Тут в воздухе что-то хрустнуло, но что это было, регистратор сказать не мог.
- Охотно подскажу, любезнейший Евгений Илларионович! - откликнулась сколопендра. Если бы ему руки за спиной не зафиксировали, скрестил бы на груди, как Бонапарт. - Вы интересовались, где там Анна? У подполковника Ульянова. Вы ее у него заберите и начните обрабатывать. Для начала - побои, осторожнее только, с беременными надо осторожнее. Я еще как-нибудь стерплю, а Аня, тем более, будет упираться - ничего не говори, не поддавайся. Подруга декабриста... Потом можно взять паяльник. Вы умеете использовать паяльник - по второму назначению? Я вас научу, не беспокойтесь. Но вы вот что... вы заранее озаботьтесь крысами. Мешком крыс. Раньше бы сказал, голодных - теперь сойдут любые. Она крыс боится - смешно, а? - и зашелся настолько мерзким смехом, что регистратора чуть не стошнило на протокол. - Нурназарова вашего можете привлечь как консультанта.
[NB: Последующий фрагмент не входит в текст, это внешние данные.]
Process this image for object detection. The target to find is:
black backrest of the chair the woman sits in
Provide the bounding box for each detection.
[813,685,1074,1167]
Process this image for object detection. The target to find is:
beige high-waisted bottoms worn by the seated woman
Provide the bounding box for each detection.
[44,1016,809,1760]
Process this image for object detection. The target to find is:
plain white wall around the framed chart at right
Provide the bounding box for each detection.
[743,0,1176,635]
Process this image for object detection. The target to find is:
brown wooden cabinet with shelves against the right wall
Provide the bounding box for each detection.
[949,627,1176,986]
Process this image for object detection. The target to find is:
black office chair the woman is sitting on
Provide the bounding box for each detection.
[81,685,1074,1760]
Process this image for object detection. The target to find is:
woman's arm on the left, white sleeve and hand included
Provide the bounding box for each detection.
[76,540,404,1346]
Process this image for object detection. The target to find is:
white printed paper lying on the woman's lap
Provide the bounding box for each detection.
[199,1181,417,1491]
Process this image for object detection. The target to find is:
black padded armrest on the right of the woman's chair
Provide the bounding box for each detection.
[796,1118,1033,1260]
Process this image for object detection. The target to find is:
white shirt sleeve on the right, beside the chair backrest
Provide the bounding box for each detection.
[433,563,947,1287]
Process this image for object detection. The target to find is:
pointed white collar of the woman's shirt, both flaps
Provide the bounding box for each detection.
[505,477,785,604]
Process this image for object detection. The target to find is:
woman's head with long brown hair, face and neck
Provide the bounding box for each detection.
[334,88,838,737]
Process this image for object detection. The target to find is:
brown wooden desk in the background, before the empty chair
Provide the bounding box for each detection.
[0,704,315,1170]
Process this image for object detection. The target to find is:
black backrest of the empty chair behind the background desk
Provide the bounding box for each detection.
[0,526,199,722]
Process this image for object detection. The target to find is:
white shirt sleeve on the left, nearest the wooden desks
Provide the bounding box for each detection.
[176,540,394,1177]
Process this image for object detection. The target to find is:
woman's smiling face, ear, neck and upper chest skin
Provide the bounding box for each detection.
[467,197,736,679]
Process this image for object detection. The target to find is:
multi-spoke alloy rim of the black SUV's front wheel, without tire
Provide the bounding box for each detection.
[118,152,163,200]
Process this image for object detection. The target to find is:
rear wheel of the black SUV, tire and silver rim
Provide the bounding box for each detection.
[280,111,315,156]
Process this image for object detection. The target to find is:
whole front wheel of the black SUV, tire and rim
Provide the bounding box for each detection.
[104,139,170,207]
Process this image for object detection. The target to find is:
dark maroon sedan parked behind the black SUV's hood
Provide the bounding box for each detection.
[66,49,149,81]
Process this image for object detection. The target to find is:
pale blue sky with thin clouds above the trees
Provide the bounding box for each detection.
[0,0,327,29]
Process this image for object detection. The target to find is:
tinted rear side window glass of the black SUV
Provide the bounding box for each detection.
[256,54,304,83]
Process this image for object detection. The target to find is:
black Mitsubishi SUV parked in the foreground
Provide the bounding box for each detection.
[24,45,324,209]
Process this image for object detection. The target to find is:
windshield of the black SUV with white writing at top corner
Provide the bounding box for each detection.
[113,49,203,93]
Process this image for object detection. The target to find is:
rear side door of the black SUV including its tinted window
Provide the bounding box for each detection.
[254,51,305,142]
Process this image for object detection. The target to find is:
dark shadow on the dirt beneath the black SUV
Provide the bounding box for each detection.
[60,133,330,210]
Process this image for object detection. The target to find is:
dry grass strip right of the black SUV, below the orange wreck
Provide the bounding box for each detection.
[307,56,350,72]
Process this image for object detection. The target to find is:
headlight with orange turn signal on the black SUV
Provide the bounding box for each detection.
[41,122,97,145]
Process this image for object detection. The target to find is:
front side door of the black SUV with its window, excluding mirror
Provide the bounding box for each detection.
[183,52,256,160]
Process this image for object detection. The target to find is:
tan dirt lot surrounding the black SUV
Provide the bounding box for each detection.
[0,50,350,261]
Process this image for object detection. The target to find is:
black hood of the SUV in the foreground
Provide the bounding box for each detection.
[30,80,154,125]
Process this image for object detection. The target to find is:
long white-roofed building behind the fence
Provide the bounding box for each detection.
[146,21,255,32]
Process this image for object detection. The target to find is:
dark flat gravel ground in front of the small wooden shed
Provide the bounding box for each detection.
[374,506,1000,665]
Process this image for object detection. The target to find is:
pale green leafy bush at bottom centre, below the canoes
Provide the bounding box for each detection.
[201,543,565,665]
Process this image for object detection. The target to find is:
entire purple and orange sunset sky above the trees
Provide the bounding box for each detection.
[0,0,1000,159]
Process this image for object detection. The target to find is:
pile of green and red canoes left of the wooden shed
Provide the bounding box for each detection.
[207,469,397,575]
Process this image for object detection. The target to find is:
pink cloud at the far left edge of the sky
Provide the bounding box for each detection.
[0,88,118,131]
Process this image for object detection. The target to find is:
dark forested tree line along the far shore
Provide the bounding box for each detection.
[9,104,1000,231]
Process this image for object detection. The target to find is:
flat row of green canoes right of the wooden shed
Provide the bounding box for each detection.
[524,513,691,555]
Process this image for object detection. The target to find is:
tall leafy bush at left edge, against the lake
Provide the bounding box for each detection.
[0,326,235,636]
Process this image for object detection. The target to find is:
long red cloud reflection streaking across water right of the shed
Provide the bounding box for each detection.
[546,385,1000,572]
Он вам про урочьи методы много может рассказать - они весьма изобретательны. Кстати, тот же паяльник вовсе не обязательно сразу засовывать туда, куда вы подумали... вернее, можно, но это перевод продукта. Сначала, как минимум, нужно подержать его перед глазами... один, потом другой. Слепые чувствуют себя куда беспомощней зрячих... больше боятся.
Тут Евгению Илларионовичу решительно и бесповоротно надоело все это непотребство терпеть. Наконец-то. Регистратор пососал кончик ручки, полюбовался, как замечательно мир переворачивается с головы на ноги, обретает устойчивость и порядок - короче, как это у поэта, сустав вправляется, - и вывел: "Допрашиваемому сделано замечание о недопустимости подобного поведения".